70% of adults in Wales can expect to care unpaid for a loved one in their lifetime

  • Figures released for Carers Rights Day show 70% of adults in Wales can expect to care unpaid for a loved one in their lifetime
  • Women taking on caring responsibilities eight years earlier than men
  • Carers Wales calls for Welsh Government to prioritise sustainable investment in social care services to support the 370,000 carers in Wales

You are just as likely to care unpaid for a loved one as own your own home if you live in Wales, new figures show.

Carers UK has published analysis by the Universities of Sheffield and Birmingham of data from 1991 to 2018 which shows that 70% of adults have cared unpaid for a loved one. This is similar to estimates showing 69% of the Welsh population own their own home[1].

Owning a home is a common life milestone and something many British people prepare for.

But figures released for Carers Rights Day reveal the stark reality that the average person in Wales can just as likely expect to become an unpaid carer for someone who is older, disabled or seriously ill - something that few people are prepared for.

The research also reveals that the average person in Wales has a 50:50 chance of caring by 45 - long before they reach retirement age. Women can expect to take on caring responsibilities eight years earlier than men. Half of women will care by the age of 42, compared to half of men who can expect to care at 50.

This means that women in Wales are especially likely to care during their working life – highlighting the need for employers to support their employees who may be juggling work with caring to stay in work.  They should be encouraged to adopt flexible working practices, have specific carer policies and give carers a right of five to ten days of paid care leave.

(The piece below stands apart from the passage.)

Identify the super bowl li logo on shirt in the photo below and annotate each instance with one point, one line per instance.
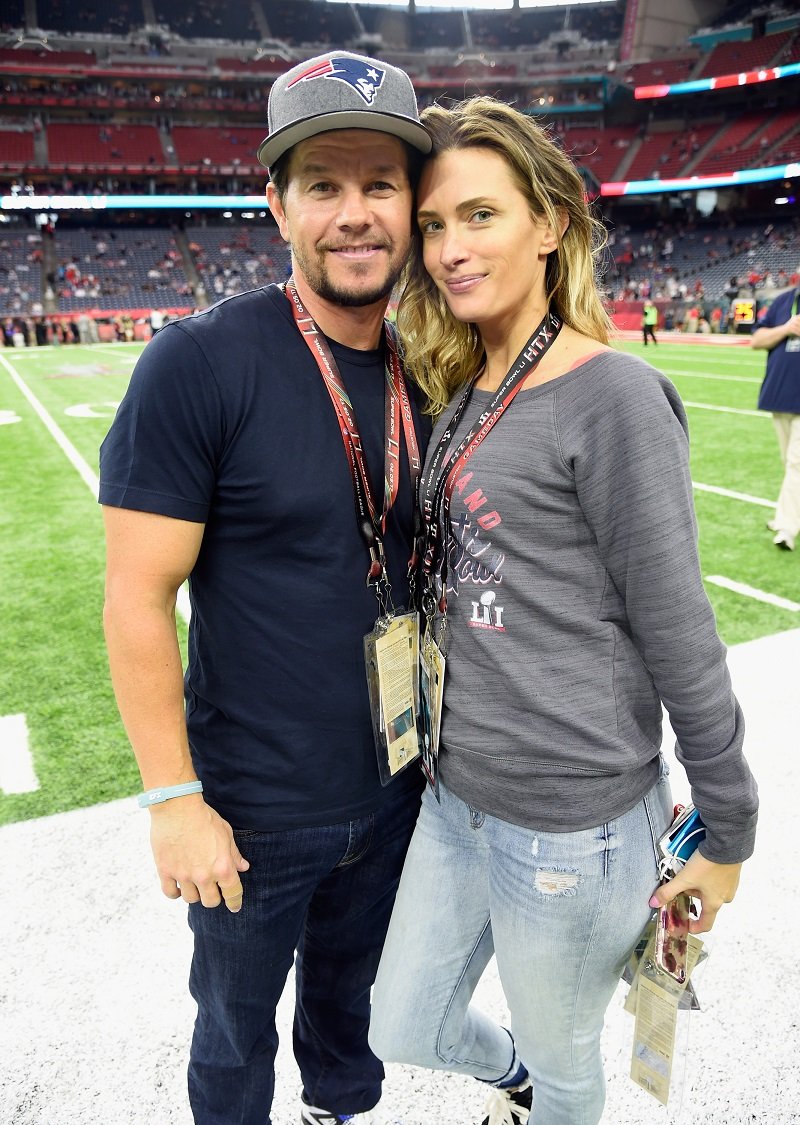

Claire Morgan, Director of Carers Wales, said:

“Many of us don’t expect to become an unpaid carer but the reality is the majority of us in Wales will in our lifetimes.

Our research shows that women are disproportionately affected and are likely to start caring more than a decade earlier than men.  Carers face difficult decisions about how to best care for their loved ones, balancing the care they give with work and other financial responsibilities.

“The next Westminster government has to make sure this ‘gender care gap’ is addressed by giving carers a right of five to ten days of paid care leave.  We urge the Welsh Government  to prioritise sustainable, long term investment  in our social care system so that millions of people caring for loved ones are not disadvantaged are able to stay in work if they want or need to and to be able to have a life alongside caring and be able to manage their financial future .”

 You can find the full press release in English and Welsh below

[1] 2016 data in the report ‘Home ownership and renting: demographics’ in the House of Commons library shows 69% of Welsh households are owner occupiers.